De Laurentiis è stato esplicito, anzi ruvido. Lui, che prese il Napoli 17 anni fa dalla Fallimentare in un’aula del vecchio tribunale di Castel Capuano, ha adoperato quel verbo - fallire - all’inizio della conferenza stampa a Roma, dove è da sempre il centro operativo del club. «Il budget va rivisto. Sennò il Napoli fallisce». Non fu possibile un anno fa procedere alla cessione di giocatori e di conseguenza ridurre il monte ingaggi perché i tempi del mercato furono molto ristretti e non arrivarono offerte ritenute adeguate per i big. Se queste proposte - «appropriate», precisa il presidente - ci saranno, stavolta essi partiranno. Perché non ci sono intoccabili.
De Laurentiis, criticato da una parte della tifoseria per la sua freddezza da manager, ha descritto con chiarezza quale sarà il futuro del Napoli. Il sogno è tornare in Champions. La certezza, anzi l’obbligo, è risanare. Dunque, non potranno esservi equivoci. Arriva in panchina Spalletti, uno dei migliori allenatori italiani, eppure la squadra potrebbe indebolirsi. Segno dei tempi. Apportare i tagli all’organico (ovvero agli stipendi) è qualcosa non più rinviabile alla luce della seconda mancata qualificazione alla Champions.
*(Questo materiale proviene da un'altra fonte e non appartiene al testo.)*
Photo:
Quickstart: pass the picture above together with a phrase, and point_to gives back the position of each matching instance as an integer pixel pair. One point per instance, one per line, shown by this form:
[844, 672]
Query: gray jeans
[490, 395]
De Laurentiis ha chiesto l’intervento del premier Draghi per risollevare il calcio, arrivato a un rosso di 1,5 miliardi dopo la pandemia, eppure lui è un presidente che ha tenuto i bilanci sempre a posto, senza dover ricorrere all’artificio delle plusvalenze.
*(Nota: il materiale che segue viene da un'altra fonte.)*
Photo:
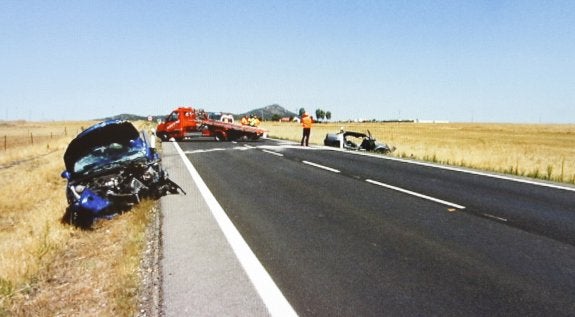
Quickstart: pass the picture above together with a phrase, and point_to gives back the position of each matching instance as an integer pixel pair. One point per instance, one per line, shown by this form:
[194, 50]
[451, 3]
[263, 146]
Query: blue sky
[461, 61]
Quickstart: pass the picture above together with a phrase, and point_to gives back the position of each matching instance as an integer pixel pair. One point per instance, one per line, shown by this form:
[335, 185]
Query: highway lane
[338, 245]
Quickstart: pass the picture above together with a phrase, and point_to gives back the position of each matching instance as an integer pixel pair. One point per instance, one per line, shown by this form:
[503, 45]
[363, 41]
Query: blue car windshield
[108, 155]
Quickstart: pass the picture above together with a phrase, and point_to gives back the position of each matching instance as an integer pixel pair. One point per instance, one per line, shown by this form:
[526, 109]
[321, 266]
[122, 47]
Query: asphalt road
[355, 235]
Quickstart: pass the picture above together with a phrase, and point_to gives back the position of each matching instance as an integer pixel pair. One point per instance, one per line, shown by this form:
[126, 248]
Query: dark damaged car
[110, 167]
[357, 141]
Il quadro è di grande sofferenza, devastante secondo i club. Ed è giusto il richiamo al realtà in attesa che si possa prendere in considerazione un’alternativa alla Superlega con introiti da 10 miliardi, illustrata a grandi linee da De Laurentiis. Conte si è congedato dall’Inter poche ore dopo aver vinto lo scudetto perché aveva fiutato l’aria di ridimensionamento, dai tagli sugli stipendi alla cessione dei migliori nerazzurri: Hakimi, dopo un anno, sta per passare al Psg per 70 milioni.
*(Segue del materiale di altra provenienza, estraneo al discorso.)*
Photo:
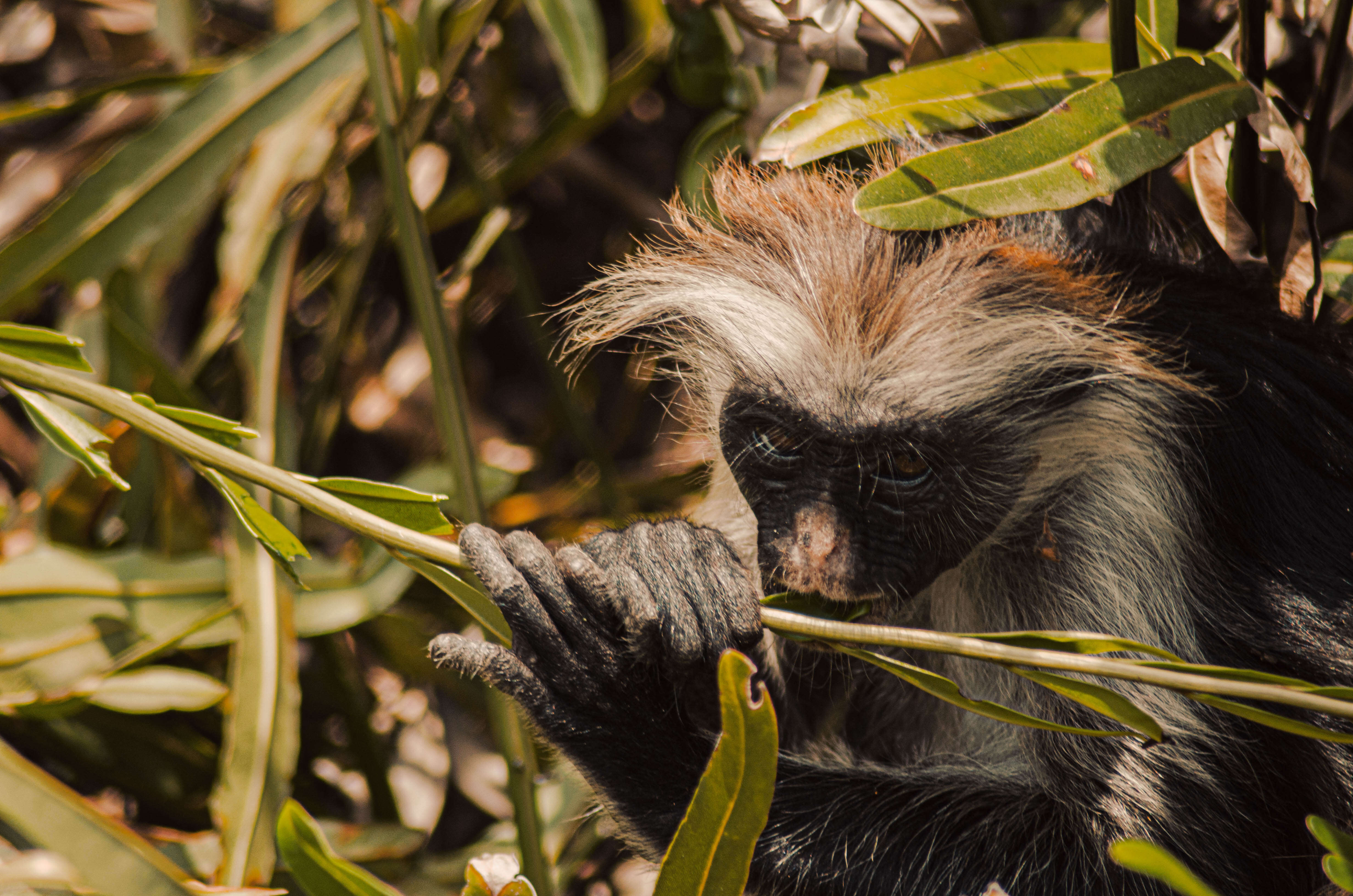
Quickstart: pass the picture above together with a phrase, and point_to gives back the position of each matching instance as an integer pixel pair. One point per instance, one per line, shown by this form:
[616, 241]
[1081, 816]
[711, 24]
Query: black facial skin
[907, 501]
Il Napoli deve sedersi al tavolo della trattativa con l’intenzione di far continuare il rapporto con Lorenzo oltre il 30 giugno 2022. Serve uno sforzo, la questione è economica ma non solo. Bisogna far sentire l’azzurro più amato da Mancini davvero importante nel club, non una bandiera da mettere eventualmente nel cassetto se non soffia il vento giusto per farla sventolare. Non si può dire nel caso di Insigne: «E poi sarà quel che sarà». Lorenzo è un capitale da difendere. Arrivato a 30 anni, legato sentimentalmente alla maglia che indossa da dieci stagioni, il capitano sa che questi non sono i tempi per chiedere un contratto stratosferico. Le parti avrebbero dovuto cominciare a confrontarsi prima che finisse il campionato, quando gli azzurri erano rientrati in corsa per la Chiampions, fallita nella notte buia della partita con il Verona. De Laurentiis vorrebbe parlare con i giocatori in ritiro per capire cosa successe quel 23 maggio. E a che servirebbe? La verità è probabilmente quella di una squadra che rivelò negli ultimi 90’ tutti i suoi limiti psicologici e tutta la sua carenza di personalità.